LightForm-group/UoM-CSF-matflow

This repository contains information about running MatFlow on the Computational Shared Facility (CSF) at the University of Manchester.

Included are:

A software definition file
A set of example task schemas
Some example workflows
Some Jupyter notebooks demonstrating use of the MatFlow API on completed workflows. Click the Binder link above and navigate to /workflows/jupyter_notebooks to explore these.

Installation of MatFlow on the CSF

Add export HDF5_USE_FILE_LOCKING=FALSE to your .bash_profile. This is to allow MatFlow to work on the scratch filesystem.
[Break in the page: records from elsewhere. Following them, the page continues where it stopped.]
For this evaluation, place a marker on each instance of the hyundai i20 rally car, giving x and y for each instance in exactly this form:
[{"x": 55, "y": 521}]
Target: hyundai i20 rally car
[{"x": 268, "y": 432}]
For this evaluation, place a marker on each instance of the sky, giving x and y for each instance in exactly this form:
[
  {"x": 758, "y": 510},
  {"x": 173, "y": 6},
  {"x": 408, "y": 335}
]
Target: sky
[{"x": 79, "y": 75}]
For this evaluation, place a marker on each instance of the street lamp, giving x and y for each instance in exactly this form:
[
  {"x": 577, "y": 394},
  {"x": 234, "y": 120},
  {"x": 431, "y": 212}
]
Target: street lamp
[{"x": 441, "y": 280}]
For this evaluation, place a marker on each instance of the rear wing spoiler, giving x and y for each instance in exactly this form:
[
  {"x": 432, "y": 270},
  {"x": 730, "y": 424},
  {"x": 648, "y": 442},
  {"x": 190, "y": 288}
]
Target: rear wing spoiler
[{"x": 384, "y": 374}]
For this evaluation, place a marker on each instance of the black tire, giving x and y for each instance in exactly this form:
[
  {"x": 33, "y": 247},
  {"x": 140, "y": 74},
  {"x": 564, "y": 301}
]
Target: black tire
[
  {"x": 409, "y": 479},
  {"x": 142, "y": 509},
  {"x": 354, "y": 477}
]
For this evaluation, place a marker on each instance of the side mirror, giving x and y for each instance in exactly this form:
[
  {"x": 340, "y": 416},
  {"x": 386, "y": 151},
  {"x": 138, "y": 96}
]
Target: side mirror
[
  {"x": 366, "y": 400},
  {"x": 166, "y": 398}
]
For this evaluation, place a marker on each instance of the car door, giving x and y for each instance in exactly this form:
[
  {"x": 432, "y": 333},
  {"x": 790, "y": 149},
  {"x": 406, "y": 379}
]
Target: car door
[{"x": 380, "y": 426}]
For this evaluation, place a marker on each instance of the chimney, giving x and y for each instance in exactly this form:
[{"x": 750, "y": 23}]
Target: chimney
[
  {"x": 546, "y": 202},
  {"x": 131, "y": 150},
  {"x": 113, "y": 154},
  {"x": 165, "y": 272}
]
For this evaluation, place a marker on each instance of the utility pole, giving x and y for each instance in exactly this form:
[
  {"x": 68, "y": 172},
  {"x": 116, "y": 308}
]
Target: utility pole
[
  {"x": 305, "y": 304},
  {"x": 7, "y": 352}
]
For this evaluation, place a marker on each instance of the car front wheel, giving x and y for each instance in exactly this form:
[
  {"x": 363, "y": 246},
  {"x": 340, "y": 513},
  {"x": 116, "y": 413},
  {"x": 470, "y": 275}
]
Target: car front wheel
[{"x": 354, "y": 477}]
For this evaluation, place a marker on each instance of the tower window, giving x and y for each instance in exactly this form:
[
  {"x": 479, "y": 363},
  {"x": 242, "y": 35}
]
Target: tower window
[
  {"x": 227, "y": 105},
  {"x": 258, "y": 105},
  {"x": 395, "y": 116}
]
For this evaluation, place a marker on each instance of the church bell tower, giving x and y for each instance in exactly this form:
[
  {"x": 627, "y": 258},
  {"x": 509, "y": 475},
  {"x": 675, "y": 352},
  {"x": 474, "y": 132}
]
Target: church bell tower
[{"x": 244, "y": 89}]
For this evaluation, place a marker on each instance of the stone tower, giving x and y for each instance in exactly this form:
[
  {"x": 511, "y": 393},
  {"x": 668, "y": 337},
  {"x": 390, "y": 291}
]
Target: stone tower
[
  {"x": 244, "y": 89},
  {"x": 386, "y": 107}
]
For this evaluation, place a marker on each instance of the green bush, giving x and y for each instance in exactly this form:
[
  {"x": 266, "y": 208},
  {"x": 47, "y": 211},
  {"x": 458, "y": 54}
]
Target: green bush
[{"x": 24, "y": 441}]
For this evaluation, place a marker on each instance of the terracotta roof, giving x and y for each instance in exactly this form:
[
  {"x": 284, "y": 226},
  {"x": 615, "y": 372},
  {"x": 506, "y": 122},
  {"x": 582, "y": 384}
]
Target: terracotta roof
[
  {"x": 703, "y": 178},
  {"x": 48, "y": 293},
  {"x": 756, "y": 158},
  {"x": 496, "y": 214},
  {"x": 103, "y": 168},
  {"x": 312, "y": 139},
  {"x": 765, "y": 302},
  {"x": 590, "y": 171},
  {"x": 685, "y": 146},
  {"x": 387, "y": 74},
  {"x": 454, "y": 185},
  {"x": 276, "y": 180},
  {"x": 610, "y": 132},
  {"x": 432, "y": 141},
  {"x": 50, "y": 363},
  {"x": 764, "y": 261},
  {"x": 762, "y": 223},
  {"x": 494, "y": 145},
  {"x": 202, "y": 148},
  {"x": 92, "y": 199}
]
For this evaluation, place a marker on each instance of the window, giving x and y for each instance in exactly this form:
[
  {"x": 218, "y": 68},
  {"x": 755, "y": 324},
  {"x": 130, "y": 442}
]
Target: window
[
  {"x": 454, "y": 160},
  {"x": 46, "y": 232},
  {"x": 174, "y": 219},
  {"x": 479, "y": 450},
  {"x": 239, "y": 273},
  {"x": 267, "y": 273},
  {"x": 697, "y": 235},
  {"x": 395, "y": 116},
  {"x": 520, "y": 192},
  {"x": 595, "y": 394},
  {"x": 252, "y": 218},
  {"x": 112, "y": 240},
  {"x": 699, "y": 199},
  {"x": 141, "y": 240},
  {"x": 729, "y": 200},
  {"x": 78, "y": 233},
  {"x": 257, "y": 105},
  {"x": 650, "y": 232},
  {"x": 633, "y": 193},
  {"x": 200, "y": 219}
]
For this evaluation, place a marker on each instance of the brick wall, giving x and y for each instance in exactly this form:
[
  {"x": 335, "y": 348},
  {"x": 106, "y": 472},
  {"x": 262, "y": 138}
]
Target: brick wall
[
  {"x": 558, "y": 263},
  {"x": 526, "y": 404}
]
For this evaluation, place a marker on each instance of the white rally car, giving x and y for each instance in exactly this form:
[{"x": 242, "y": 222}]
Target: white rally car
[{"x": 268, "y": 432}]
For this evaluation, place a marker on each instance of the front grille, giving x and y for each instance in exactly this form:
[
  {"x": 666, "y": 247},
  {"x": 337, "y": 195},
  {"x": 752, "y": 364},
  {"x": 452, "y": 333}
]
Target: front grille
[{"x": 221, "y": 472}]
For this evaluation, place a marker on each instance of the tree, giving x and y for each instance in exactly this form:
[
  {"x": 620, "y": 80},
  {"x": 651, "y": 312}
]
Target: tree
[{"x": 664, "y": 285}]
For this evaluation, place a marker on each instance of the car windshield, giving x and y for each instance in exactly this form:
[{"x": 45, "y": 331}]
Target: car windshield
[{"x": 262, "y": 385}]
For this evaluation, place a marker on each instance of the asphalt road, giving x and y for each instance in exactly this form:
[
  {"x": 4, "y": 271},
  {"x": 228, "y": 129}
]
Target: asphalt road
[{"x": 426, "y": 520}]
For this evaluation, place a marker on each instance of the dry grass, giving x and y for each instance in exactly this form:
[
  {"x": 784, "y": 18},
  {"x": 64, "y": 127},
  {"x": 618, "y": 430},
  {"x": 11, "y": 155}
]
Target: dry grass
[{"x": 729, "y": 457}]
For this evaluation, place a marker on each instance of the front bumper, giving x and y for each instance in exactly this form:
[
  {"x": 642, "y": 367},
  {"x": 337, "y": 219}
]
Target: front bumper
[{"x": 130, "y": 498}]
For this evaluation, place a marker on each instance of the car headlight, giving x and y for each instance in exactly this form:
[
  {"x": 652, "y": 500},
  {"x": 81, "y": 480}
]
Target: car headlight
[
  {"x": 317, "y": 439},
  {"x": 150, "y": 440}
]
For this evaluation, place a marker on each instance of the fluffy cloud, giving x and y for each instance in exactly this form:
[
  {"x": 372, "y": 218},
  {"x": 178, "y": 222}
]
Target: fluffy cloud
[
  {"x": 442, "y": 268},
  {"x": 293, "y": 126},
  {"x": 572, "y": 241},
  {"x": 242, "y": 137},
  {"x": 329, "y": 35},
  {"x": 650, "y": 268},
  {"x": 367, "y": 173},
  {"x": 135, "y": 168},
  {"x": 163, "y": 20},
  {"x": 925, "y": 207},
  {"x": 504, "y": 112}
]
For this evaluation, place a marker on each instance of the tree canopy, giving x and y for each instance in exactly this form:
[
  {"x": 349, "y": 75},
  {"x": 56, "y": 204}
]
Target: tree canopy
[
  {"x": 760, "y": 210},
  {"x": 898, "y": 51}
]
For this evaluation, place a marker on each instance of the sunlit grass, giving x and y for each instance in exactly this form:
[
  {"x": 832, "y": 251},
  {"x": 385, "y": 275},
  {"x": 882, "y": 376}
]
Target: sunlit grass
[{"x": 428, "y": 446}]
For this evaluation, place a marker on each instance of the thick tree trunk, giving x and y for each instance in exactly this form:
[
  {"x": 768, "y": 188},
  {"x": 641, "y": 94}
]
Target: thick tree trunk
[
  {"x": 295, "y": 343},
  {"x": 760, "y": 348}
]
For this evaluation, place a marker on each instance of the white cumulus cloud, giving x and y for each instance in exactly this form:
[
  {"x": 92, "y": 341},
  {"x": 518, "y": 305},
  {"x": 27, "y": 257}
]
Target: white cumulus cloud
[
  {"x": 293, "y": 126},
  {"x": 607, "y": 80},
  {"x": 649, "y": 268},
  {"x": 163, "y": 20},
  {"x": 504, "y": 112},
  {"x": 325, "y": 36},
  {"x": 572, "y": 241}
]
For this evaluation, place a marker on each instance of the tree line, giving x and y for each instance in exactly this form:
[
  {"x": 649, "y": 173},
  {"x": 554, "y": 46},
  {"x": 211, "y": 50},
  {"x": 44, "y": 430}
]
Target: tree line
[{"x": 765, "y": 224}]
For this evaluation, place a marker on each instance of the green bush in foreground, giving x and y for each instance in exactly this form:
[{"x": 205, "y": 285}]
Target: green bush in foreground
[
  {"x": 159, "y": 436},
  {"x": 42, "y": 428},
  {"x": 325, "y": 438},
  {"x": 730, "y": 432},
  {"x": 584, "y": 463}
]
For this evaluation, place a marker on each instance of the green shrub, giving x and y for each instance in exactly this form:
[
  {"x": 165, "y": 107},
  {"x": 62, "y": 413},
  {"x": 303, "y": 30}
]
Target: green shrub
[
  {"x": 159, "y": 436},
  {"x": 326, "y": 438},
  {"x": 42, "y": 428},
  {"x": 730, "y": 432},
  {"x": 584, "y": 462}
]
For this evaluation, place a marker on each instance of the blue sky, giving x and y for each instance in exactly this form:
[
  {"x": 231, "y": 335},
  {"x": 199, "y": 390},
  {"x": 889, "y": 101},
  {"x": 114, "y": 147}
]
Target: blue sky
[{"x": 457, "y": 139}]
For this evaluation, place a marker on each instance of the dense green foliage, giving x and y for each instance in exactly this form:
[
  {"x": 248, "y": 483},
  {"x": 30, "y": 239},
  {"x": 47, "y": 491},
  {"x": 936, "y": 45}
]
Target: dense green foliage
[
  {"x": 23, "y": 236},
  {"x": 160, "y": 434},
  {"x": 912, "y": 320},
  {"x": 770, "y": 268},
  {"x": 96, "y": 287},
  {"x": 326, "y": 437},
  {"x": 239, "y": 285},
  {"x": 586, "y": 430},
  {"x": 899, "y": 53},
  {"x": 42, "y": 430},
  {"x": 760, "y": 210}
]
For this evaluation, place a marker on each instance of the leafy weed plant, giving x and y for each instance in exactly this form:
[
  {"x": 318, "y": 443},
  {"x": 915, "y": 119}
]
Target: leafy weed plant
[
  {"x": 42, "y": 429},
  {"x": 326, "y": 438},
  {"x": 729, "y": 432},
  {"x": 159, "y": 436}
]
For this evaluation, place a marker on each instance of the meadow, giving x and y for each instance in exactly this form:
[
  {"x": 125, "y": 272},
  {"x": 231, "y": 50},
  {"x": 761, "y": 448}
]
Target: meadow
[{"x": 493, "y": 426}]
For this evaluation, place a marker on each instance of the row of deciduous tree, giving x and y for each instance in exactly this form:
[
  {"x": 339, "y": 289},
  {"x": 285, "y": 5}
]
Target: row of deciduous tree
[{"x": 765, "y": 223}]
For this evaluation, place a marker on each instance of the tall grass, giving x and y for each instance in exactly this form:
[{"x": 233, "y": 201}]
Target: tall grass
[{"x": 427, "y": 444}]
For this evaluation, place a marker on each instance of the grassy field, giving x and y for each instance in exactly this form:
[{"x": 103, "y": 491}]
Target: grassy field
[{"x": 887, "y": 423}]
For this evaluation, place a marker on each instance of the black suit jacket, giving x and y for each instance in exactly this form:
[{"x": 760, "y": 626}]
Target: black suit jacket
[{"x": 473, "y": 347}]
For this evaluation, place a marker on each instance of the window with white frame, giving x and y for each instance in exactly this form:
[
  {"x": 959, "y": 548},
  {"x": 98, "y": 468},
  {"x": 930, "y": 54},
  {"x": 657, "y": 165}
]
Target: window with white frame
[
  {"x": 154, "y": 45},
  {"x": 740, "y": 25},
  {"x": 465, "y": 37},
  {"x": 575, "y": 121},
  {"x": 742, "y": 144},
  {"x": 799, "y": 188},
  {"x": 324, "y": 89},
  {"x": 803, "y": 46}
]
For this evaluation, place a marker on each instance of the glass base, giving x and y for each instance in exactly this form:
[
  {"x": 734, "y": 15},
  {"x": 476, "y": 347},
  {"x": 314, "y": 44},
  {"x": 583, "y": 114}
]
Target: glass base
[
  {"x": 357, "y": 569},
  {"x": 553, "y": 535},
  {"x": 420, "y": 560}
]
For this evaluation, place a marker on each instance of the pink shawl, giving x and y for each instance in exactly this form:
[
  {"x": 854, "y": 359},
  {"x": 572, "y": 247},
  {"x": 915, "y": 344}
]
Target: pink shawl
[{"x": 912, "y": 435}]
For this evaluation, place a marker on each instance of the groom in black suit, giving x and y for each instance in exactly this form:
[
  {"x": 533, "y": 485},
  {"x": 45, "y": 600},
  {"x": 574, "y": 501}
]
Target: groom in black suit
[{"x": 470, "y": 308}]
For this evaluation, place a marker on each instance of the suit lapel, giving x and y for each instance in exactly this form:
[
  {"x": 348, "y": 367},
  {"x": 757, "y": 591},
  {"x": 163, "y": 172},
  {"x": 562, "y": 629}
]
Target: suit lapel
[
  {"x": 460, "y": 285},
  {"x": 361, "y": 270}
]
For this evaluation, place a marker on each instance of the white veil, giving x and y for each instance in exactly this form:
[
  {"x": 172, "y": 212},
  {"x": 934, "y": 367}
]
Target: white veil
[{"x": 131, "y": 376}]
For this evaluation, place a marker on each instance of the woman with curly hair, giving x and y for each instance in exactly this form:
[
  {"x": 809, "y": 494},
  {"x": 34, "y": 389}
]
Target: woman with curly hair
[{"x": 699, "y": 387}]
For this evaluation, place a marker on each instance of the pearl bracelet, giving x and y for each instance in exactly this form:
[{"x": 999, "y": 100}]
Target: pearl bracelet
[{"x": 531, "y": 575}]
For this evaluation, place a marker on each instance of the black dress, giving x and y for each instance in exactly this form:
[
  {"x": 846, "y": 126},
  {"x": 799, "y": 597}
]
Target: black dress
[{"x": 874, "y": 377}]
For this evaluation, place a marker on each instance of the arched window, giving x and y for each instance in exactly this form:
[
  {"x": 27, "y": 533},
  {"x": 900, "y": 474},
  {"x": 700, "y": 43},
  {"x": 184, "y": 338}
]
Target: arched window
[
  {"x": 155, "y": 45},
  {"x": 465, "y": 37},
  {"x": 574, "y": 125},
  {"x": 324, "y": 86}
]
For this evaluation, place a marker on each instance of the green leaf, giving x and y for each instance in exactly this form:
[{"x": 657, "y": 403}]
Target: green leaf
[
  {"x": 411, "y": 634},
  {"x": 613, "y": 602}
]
See this issue.
To allow access to the internet so we can install MatFlow, first load the proxy module: module load tools/env/proxy2. We only need to do this once, when installing Python packages from the web. However, if you want to use MatFlow's cloud archiving facility (i.e. copying your workflow results to Dropbox), you will need to make sure the proxy module is always loaded. You can do this by adding the module load line to a file .modules in your home directory.
Load Anaconda to give us access to pip:

module load apps/binapps/anaconda3/2019.07
Now install MatFlow and some extensions, using pip. This may take several minutes. You may receive a warning about the scripts path not being on your PATH (see next step).

pip install --user matflow matflow-damask matflow-formable matflow-mtex matflow-defdap
Make sure the following path is on your $PATH environment variable: ~/.local/bin. This can be done in your .bash_profile file like this: PATH=$PATH:~/.local/bin.
Run matflow validate to check the installation (you may get a warning about the MTEX extension - this is fine)
Add the software.yml and task_schemas.yml files from this repository to your MatFlow software sources and task schemas sources respectively. These files are already in the jf01 group shared RDS space under the path /mnt/eps01-rds/jf01-home01/shared/matflow. To register them with MatFlow, edit the MatFlow config.yml file, which, after running matflow validate for the first time, resides here: ~/.matflow/config.yml (i.e. in your home directory). Add the following path to the task_schema_sources list in the config file:

/mnt/eps01-rds/jf01-home01/shared/matflow/task_schemas.yml

...and add the following path to the software_sources list in the config file:

/mnt/eps01-rds/jf01-home01/shared/matflow/software.yml
Now run matflow validate again. This time there should be no warnings.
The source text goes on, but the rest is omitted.